When Foxconn, the world's largest electronics manufacturer, cut 60,000 staff in China during 2016, people thought it was going through hard times. Instead, the company was investing in its future by replacing workers with automated production lines.
Geoffrey Wong, UBS-AM Head of Emerging Markets and Asia-Pacific Equities, says this is a gathering trend because "with China's aging demographics, the number of young workers is getting fewer and fewer. China is responding with a heavy emphasis on automation."
China is taking the lead in automation
And China is taking the lead in automation, installing 110,000 of 380,000 robot systems built globally in 2017, taking China's total to 451,000, or c.20% globally (1).
As Geoffrey points out "China installs more robots than any other country […] each year, and this proportion is only growing"
"If you go to a factory in China today and compare it to twenty years ago, it's totally different: the factories look very similar to ones in Germany, Japan, Korea, with fewer workers and many more robots. This is the future of manufacturing in China."
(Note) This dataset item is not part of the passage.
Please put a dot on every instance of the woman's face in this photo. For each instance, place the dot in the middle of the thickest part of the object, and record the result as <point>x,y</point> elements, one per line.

And potential growth for automation in China is huge. Robot penetration in China is low, with 97 robots per 10,000 workers, compared with 658 in Singapore and 710 in South Korea, according to the International Federation of Robotics (1).
What does this mean for investors?
Three thoughts for investors
- This is the opportunity to uncover value in companies that aggressively automate and boost efficiency.
- Innovative robotics companies can sell into China's manufacturing base, which is the world's largest (2) and still relatively underpenetrated.
- Automation raises productivity and China's long-term economic growth potential. If, as is likely, China continues on its automation path, it will boost GDP by 20% between 2018 and 2037 (3).
So, there are many ways that China's automation process creates opportunities for investors and selecting the right ones is crucial.